000728.html
{@Julian Heicklen Progress Report 7/27/2000} is an email I received about Professor Heicklen's progress to date in Centre County, PA with Marijuana smokeouts and court challenges. Good news! I salute you, Dr. Heicklen.
Sean Hackbarth is back at The American Mind after an 8-day hiatus. Welcome back, Sean. He chimes in on Napster. I agree with him that the way people are using Napster to trade copyrighted music is wrong. This is not Napster's fault, however. If I use a knife to kill someone, the knife manufacturer is in no way responsible. Sean likes GW's choice of Dick Cheney for Veep. He doesn't like Lew Rockwell's swipes at the coming GW administration. Just imagine what Lew would have said if he thought that algore had a chance at winning. About GW Lew has complaints. The prospect of an algore administration is much more frightening. Both GW and algore are socialists, but Gore has gone much further down that weary road.
Top SourceForge downloads for yesterday: [wes]
The Freenet Project (6521)
Open Source Napster Server (1932)
Wow! A tiny (0.8 x 2.7 x 0.5 inches) 640x480 digital camera that records about 1000 images on a 64Mb memory stick. [wes]
Keola Donaghy at Discuss.Userland.Com - Napster *not* ordered to be shut down: Reminds us that the judge didn't tell Napster to shut down their service. She just told them to disallow trading of copyrighted material. So Napster just has to create a registry of non-copyrighted material, songs that the creators have approved for distribution, and they can stay in business. Maybe they'll even take a dent out of the RIAA members' revenue. [mumble]
I just discovered today that I can control-click on links in Opera 4.01 to bring up the link in a new window behind the current one. Yay! I used to click and press control-tab to move the window to the back. Now it's just click, click, click, and I've opened my daily sites from my links page. (all the links on my links page open a new window).
timothy at Slashdot - Compressed Beyond Recognition: An MP3 Compendium: lots of pointers to stories on Napster including riaaboycott.org where you can sign a petition boycotting all RIAA members.
John Silveira at Backwoods Home Magazine - We don't need no steenking 2nd Amendment: a good accounting of why we would still have the right to keep and bear arms even if the second amendment did not exist. It is a basic human right, listed in the bill of rights only because it is important enough to mention explicitly.
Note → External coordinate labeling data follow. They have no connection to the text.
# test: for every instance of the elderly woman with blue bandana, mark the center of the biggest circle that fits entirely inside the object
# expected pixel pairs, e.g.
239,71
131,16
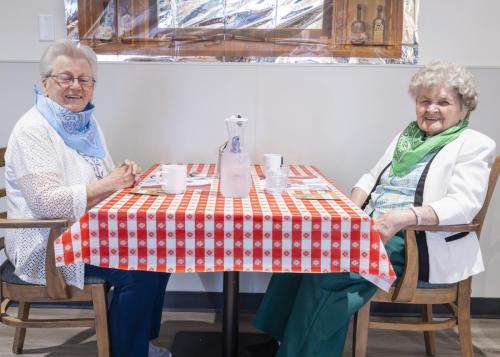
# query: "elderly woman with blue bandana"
435,171
57,165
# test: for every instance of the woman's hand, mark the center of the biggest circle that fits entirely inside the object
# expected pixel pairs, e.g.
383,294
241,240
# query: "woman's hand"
123,176
392,222
389,223
136,170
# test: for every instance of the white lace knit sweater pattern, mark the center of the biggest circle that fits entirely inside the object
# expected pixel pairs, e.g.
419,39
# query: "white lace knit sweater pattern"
44,178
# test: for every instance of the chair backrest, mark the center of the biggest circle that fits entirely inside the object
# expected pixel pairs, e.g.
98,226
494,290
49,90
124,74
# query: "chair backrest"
3,193
495,172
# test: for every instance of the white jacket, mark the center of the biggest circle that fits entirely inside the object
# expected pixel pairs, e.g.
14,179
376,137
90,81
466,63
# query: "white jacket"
44,178
455,188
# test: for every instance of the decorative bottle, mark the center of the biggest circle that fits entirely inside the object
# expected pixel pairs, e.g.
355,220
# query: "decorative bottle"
358,29
379,27
235,178
126,25
105,30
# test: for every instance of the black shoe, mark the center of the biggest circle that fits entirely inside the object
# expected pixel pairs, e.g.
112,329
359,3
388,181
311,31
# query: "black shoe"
264,349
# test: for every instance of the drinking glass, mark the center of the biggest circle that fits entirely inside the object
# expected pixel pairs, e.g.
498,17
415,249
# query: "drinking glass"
277,180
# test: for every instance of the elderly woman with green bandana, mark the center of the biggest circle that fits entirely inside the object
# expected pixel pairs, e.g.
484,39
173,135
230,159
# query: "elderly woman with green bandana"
435,171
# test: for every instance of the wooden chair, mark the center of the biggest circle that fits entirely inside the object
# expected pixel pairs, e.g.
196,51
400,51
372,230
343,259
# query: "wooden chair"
412,291
14,289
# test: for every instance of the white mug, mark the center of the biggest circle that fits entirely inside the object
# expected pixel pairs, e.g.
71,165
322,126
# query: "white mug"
272,162
173,178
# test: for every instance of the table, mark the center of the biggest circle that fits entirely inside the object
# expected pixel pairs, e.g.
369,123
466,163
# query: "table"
201,231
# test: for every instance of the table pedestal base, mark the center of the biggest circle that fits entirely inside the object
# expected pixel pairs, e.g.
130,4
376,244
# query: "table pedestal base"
209,344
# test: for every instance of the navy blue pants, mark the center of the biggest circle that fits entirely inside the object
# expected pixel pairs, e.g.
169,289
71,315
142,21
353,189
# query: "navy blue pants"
134,315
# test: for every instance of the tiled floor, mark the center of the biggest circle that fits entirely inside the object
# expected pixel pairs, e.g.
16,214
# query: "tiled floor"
81,342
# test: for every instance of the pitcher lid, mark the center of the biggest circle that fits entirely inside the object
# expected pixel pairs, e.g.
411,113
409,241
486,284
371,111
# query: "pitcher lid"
236,118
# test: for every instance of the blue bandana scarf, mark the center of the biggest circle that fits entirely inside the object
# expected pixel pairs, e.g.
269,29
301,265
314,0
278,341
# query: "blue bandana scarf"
78,130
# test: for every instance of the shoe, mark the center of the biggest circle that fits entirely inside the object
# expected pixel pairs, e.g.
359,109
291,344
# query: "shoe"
264,349
156,351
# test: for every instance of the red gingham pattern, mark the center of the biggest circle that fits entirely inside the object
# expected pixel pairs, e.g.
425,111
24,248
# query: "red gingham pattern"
201,231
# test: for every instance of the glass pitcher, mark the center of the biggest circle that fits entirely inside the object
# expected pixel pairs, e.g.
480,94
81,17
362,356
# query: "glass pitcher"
235,178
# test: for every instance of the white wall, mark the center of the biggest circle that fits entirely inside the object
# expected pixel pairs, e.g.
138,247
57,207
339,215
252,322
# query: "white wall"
337,117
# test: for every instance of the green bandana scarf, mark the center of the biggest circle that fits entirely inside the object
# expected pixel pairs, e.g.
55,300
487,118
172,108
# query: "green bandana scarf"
413,146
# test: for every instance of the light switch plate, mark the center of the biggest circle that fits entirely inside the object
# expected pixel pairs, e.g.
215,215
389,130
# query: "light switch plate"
46,27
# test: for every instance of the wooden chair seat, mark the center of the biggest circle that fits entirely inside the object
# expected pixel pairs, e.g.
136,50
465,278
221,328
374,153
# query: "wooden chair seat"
8,276
409,290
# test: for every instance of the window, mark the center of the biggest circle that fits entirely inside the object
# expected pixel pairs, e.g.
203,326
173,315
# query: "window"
240,30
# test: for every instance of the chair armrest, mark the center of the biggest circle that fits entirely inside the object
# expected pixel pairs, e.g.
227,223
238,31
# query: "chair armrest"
33,223
449,228
56,286
407,285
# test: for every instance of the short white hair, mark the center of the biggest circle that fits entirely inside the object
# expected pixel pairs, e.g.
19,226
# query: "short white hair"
69,49
447,74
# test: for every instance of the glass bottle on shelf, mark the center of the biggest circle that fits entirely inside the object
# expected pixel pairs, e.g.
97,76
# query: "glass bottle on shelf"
358,29
378,37
126,24
106,22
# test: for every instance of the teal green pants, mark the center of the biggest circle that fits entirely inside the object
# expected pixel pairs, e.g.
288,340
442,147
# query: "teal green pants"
310,313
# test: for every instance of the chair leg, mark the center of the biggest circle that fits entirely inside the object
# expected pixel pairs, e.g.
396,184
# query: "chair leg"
101,320
20,334
429,336
463,318
360,331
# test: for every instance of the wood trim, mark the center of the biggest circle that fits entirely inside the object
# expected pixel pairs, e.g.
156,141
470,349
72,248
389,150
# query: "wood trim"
47,323
33,223
407,285
147,39
38,293
56,286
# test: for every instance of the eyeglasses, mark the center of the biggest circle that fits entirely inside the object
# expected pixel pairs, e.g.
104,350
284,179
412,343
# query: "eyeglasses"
65,80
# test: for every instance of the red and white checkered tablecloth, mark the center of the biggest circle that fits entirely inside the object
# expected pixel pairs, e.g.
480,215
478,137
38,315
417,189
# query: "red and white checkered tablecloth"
201,231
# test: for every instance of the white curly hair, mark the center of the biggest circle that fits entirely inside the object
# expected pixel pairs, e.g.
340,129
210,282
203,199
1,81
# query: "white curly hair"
446,74
70,49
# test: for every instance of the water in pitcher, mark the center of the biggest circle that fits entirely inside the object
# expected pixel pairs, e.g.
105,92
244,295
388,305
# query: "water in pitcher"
235,174
235,178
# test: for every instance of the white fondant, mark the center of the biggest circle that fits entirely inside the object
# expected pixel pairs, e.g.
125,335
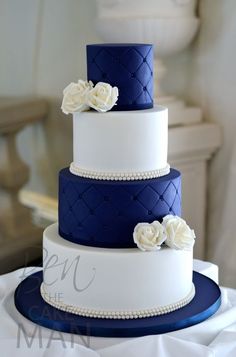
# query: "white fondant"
116,176
116,314
118,280
122,141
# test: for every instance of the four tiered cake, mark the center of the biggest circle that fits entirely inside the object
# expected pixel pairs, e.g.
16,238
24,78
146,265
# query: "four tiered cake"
120,249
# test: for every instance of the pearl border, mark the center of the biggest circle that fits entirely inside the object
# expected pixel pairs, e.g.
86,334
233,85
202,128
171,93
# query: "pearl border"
103,314
119,176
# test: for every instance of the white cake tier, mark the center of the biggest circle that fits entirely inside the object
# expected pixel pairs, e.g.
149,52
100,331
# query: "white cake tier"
114,283
128,144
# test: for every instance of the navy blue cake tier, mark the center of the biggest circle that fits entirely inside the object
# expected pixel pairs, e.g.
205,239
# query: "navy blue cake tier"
126,66
103,213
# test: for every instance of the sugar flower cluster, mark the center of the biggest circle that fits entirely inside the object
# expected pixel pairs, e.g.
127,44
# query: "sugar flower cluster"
173,231
83,95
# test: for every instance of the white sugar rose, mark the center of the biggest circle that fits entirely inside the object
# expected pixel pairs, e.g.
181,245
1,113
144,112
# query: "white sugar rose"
178,234
149,236
75,96
102,97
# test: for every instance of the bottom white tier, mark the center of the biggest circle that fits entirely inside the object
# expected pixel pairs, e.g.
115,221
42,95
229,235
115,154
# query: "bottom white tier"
114,283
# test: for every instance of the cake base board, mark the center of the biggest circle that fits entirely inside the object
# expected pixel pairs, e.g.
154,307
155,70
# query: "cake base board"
31,305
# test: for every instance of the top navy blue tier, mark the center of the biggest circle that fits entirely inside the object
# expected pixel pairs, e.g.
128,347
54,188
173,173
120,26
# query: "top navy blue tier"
103,213
126,66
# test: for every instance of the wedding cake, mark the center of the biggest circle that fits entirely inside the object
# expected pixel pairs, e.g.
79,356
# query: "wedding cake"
120,239
120,259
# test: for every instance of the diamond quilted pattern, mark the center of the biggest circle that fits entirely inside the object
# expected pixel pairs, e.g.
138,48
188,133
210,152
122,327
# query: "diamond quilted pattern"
127,66
104,213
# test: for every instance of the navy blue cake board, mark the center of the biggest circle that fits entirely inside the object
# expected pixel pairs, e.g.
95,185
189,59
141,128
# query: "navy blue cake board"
31,305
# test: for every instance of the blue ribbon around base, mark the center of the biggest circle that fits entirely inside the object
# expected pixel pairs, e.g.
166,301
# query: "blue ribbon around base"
30,304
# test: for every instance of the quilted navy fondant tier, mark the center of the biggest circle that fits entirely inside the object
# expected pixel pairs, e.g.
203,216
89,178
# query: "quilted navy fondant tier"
126,66
104,213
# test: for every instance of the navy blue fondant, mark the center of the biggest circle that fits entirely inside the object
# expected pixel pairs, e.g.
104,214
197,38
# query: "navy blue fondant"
31,305
103,213
126,66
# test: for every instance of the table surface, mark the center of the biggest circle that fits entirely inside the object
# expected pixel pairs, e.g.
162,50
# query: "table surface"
20,337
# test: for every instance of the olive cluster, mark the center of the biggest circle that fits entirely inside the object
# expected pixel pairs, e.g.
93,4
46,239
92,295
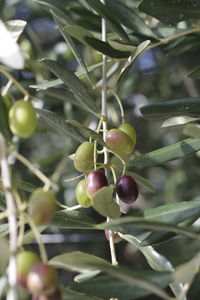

"In other words," Dave said, "it's a question as to whether the rights of the citizens in China are at the pleasure of the government or if they have them but are being denied, or if the Jews had basic human rights in Germany even if Hitler didn't let them exercise them?"...
"It may be," Mac said, "that in reality, rights are a figment of our imagination. But the Founding Fathers believed they existed and that's how this country was set up. Rights are something that come with being human. The Founders never believed we got them from the government. If and when the United States goes away, the rights will still be there."
The Founding Fathers felt we had a right to unrestricted travel. So, now we have driver's licenses, automobile registrations, and passports. They also felt we had property rights, so Civil Forfeiture or Civil Seizure laws, now exercised by the Feds and the states, are actually illegal under both the 9th and 10th Amendment.
...
And here's one more. It's Jefferson quoting Cesare Beccaria -- a Milanese criminologist whom he admired who was also his contemporary -- in On Crimes and Punishment:
Laws that forbid the carrying of arms...disarm only those who are neither inclined nor determined to commit crimes...Such laws make things worse for the assaulted and better for the assailants; they serve rather to encourage than to prevent homicides, for an unarmed man may be attacked with greater confidence than an armed man....
I've got more, but I think that's enough. But I think you can see how the Founding Fathers felt about the right of individuals to have weapons. In fact, this whole debate over the right to arms is a recent one. In the last century, Americans would have been as amazed to find their right to have weapons a subject of debate as they would to have found their right to free speech or religion debated. There was no question to them, or to the Founders, that the right to keep and bear arms was one of the most fundamental -- perhaps the most fundamental -- of all civil rights.